LES DIEUX JOUENT AUX DÉS

Hélène a donc été ravie par Pâris, elle est retenue derrière les remparts de Troie. L’affrontement est inéluctable.

Les hommes essaient d’éviter le choc des masses en organisant le duel entre les deux intéressés : l’amant et le mari, Pâris qui a enlevé la belle Hélène et Ménélas, l’époux floué. Mais les dieux sont assis sur l’Olympe. Ils se jouent des hommes comme ils joueraient aux dés. Ils craignent que les peuples évitent le conflit et décident de rallumer la mèche...

Zeus mène des stratégies compliquées. Il doit satisfaire Héra humiliée par Pâris et désireuse de la perte troyenne. Il doit satisfaire Thétis qui l’avait secouru dans les temps immémoriaux et dont le fils Achille, désavoué par Agamemnon, brûle pour la victoire des Troyens. Athéna, elle, soutient les Achéens. Apollon se range du côté troyen.

Bref, Zeus joue aux dominos. Les dieux ont toujours excellé à piloter à nos dépens ce grand jeu sur l’échiquier du monde, ce que les Russes du XIXe siècle, pour désigner les manœuvres politico-militaires, appelaient le « tourbillon des ombres ». Aujourd’hui, les joutes compliquées de Zeus ont leur équivalent au Moyen-Orient où les puissances mondiales placent leurs pions sur un damier comme on planterait des torchères sur le couvercle d’un baril de poudre. Zeus veut la guerre des hommes pour avoir la paix de l’Olympe.

Et Homère use de ces premiers chants pour nous asséner cette vérité qui reviendra dans le poème : il est plus aisé de régner sur des humains si ceux-ci se déchirent. Nos décombres sont le trône des dieux.
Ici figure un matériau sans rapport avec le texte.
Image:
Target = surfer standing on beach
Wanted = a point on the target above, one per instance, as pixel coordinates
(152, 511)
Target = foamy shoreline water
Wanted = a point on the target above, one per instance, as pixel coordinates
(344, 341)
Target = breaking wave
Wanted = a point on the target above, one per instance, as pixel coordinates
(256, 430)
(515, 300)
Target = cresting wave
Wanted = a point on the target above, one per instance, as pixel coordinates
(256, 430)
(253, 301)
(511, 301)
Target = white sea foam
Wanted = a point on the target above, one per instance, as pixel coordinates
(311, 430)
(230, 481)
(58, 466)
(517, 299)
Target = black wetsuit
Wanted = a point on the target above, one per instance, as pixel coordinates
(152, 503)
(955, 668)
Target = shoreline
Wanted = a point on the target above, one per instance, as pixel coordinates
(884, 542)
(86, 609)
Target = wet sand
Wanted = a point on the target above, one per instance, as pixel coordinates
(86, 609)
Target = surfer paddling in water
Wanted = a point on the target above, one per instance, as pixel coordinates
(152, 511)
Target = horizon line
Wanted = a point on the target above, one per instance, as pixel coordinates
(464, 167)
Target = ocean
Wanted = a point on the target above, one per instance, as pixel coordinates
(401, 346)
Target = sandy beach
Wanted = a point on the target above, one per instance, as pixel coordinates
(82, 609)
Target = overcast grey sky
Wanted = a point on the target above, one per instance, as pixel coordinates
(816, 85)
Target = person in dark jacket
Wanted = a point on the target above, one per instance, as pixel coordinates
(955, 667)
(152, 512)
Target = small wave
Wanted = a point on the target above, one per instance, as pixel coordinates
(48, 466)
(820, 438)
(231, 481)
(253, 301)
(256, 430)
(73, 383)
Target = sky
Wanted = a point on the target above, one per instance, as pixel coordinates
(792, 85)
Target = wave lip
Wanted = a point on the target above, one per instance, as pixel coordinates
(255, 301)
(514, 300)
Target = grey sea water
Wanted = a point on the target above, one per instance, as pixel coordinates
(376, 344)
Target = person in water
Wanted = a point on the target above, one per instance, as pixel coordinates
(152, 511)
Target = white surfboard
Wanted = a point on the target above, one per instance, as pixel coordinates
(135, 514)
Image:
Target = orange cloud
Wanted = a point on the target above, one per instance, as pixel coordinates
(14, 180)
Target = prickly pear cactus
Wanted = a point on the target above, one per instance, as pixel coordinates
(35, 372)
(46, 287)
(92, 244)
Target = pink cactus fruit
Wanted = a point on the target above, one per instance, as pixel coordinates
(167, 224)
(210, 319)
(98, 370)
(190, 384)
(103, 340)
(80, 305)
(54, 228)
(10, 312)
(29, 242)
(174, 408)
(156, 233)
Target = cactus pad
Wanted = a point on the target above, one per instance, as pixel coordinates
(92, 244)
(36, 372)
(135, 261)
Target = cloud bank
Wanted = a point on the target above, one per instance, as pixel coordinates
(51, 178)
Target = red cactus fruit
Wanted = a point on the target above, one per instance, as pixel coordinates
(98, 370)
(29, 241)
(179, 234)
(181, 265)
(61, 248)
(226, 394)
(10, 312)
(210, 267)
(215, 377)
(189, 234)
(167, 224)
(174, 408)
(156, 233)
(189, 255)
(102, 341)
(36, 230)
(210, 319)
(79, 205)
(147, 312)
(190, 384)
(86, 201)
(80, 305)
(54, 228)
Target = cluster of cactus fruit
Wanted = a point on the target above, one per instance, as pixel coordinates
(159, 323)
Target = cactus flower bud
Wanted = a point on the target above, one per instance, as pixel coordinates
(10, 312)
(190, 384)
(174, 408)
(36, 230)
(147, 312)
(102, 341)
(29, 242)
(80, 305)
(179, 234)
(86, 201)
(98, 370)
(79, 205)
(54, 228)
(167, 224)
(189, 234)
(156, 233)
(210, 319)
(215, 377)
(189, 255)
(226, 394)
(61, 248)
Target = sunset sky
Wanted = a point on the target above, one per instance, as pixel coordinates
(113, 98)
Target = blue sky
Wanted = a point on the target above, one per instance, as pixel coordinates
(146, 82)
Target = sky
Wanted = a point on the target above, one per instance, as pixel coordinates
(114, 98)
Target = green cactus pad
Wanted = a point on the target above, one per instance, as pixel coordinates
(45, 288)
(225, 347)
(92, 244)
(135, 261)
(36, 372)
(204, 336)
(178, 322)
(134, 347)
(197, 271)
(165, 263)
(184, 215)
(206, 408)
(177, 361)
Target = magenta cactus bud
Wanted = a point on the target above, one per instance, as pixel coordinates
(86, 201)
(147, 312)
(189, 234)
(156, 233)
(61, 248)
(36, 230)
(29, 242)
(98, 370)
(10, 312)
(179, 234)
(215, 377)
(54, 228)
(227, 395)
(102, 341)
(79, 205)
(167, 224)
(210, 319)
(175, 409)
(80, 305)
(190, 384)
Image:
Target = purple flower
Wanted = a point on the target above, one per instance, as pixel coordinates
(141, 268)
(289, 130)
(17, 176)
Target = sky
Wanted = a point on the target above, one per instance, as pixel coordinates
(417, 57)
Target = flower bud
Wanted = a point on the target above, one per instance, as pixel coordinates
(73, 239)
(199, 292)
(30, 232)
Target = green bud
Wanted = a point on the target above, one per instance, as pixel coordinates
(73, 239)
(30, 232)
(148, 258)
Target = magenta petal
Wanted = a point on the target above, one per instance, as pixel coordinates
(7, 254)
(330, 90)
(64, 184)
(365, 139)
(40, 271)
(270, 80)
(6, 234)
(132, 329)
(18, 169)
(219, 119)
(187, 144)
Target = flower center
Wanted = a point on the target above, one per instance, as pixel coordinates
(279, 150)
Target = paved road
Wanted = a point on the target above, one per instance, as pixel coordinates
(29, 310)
Les dieux brisent le pacte des hommes. Zeus envoie un agent de son commando de choc en la personne d’Athéna pour raviver la guerre :

Pars à l’instant pour le camp troyen et l’armée danaenne

et contrains les Troyens à tromper les Argiens vaste-gloire

en brisant les premiers le pacte, en violant leurs promesses.

(Iliade, IV, 70-72.)

Et la bataille commence. Les chants suivants sont bruit et fureur. Sturm und Drang : tempête et passion, auraient dit les romantiques allemands. Tempête chez les hommes, passion dans l’Olympe. Mais Homère a encore un tableau à peindre : les adieux d’Hector à Andromaque. Le guerrier s’arrache aux bras de sa femme et entend la fameuse question antique : faut-il sacrifier le bonheur d’une vie mesurée sur l’autel de la gloire ?

Prends pitié maintenant et demeure sur cette muraille,

ne rends pas ton fils orphelin, ni veuve ta femme.

Range l’armée devant le figuier, par où notre ville

offre un passage, par où le rempart est le plus accessible.

(Iliade, VI, 431-434.)

Hector n’entendra pas la supplique :

personne n’échappe à son destin, je l’affirme,

une fois né, aucun mortel, ni lâche ni noble

(Iliade, VI, 488-489)

et il se précipitera vers l’inéluctable, dans l’éclat de son armure, reflet des gloires à venir.